It offers another option from the ‘brick’ type phones many parents have turned to, allowing children to access social media and messaging if their parents agree, but with extra layers of safety inbuilt.
Finnish phone company Human Mobile Devices (HMD), which also makes Nokia handsets, developed the phone in response to widespread concerns from parents about standard smartphones.
Designed especially for children, creators said the Fuse handset, available with Vodafone and backed by the government, is not just a new model of phone but a whole new category.
How does it block nudes?
It uses artificial intelligence to analyse the picture on screen, recognising if there is nudity and preventing it from being shown.
This is done on the handset itself, with HarmBlock+ AI from UK company SafeToNet analysing content in realtime, without the need to transmit data for processing elsewhere.

It was designed in response to a ‘national crisis’ of children being groomed into sending nude images of themselves, or sending images to peers.
An Ofsted report in 2021 found that there was an epidemic of sexual harassment in schools, with nearly 90% of girls and 50% of boys being sent explicit pictures or videos of things they did not want to see.
New research from Vodafone found that one in five secondary school aged children from 11 to 17 have felt pressured into sharing an explicit image of themselves.
What else does the phone offer?
The phone offers wide-ranging parental controls, and makers say it can ‘grow with your child’ as parents unlock more functions such as the camera or music apps.

Features include:
- Location tracking every 24 seconds
- Parental control over which apps can be accessed (done from the adult’s phone)
- Screen time limits for individual apps
- Default blocking of internet and social media apps
- Ability to set safe zones for physical location and receive alerts when those zones are entered or exited
- Contacts can be ‘whitelisted’ so only trusted people can be messaged
- No data shared outside the device on Cloud (e.g. photos or browsing history)
‘The Fuse looks like a step forward’
Daisy Greenwell, mum-of-three and the co-founder of Smartphone Free Childhood, told Metro: ‘For too long, parents have been left to shoulder the impossible task of keeping their children safe in a digital world that was never designed with them in mind.
‘It’s encouraging to see tech companies starting to respond with devices built specifically for children – phones that allow kids to stay connected without being dragged into the dangers of the adult internet.
‘The Fuse looks like a step forward: starting out as a simple brick with location tracking, and growing with a child as they mature.

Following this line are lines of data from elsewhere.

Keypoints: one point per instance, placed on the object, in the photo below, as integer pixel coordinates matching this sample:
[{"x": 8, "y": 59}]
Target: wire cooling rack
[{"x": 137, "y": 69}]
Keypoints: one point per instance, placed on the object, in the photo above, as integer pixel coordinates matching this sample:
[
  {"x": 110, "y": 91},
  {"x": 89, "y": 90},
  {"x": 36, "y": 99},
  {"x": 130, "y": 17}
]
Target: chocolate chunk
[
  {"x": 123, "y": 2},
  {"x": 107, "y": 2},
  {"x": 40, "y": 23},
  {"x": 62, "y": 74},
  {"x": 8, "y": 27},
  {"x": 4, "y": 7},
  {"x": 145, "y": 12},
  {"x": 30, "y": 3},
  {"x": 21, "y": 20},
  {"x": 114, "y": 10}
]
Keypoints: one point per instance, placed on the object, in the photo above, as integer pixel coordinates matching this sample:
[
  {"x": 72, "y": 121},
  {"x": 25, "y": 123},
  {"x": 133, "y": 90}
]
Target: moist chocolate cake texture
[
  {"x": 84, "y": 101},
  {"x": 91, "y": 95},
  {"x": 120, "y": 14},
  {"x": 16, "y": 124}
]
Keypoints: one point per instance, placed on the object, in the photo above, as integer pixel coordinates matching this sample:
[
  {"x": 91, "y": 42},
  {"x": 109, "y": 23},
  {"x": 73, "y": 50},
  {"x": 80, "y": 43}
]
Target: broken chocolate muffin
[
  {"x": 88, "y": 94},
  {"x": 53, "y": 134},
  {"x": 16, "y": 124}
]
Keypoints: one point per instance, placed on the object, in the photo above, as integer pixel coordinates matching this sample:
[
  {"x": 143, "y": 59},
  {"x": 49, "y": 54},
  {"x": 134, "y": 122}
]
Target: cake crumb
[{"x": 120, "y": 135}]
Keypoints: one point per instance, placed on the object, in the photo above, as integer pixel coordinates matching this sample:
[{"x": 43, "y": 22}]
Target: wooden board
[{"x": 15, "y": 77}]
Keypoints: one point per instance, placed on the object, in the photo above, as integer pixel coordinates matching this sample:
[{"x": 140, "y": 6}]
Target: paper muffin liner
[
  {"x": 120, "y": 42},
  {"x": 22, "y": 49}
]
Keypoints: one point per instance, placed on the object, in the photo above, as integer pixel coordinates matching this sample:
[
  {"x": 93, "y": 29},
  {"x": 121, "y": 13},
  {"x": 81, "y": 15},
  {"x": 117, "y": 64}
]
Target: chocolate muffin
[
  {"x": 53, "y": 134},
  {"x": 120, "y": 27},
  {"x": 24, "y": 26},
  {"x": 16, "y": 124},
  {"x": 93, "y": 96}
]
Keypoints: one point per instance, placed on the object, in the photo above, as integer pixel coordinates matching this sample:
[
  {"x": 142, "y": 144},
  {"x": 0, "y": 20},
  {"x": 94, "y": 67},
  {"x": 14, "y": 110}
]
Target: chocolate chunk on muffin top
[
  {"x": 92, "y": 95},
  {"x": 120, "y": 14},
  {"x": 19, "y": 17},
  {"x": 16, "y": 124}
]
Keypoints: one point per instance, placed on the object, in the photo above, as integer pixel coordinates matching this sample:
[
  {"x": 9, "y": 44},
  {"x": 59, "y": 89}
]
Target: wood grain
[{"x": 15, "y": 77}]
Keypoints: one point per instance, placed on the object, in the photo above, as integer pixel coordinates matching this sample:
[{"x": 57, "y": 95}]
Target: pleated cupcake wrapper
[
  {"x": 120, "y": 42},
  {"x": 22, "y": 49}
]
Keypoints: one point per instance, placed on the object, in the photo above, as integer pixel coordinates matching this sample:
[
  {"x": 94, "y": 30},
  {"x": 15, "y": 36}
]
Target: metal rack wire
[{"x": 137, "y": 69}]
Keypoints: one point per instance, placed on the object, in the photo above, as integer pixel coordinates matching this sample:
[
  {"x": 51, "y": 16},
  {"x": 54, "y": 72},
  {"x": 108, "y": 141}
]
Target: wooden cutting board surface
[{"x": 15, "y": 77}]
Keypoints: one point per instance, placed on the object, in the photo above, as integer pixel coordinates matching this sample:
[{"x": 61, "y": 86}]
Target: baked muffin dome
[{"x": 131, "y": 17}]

Crucially, its automatic blocking of pornography will protect children from content they don’t seek out, but which is pushed at them through algorithms or shared by peers – material that can warp their understanding of healthy relationships.
‘At Smartphone Free Childhood, our community of 350,000 parents is demanding better for their kids – this phone shows the industry is finally beginning to listen.’
How to buy the Fuse smartphone?
It will be available to buy from 5pm today in stores and online, exclusively from Vodafone UK and Three. The phone costs £33 a month with a £30 upfront cost.
In the coming months, it will roll out to other countries, starting with Australia.
How was it developed?
HMD say they consulted over 37,000 parents and children globally to work out what was missing in the Better Phone Project.
Parents said the phones currently available for children, such as the Sage iPhone or the Barbie phone (also made by HMD), were either too risky, or too limited. Safety apps designed to make standard smartphones safer were ‘often easy to bypass’ so families wanted something more robust.
Richard Pursey, Founder of SafeToNet, said his software made the new phone ‘incompatible’ with pornography as the AI embedded within the operating system coud not be removed or worked around.

Dan Sexton, Chief Technology Officer at the Internet Watch Foundation (IWF) said: ‘Children and young people are increasingly being exposed to criminals and predators who can target them through their phones, putting them at risk of grooming, exploitation, coercion, and abuse.
‘We know any device with the internet and a camera can, sadly, be an open door for criminals to access any home and inflict the most extreme abuse. This can cost lives.
‘This is why proactive efforts to make children’s devices safer are so important.’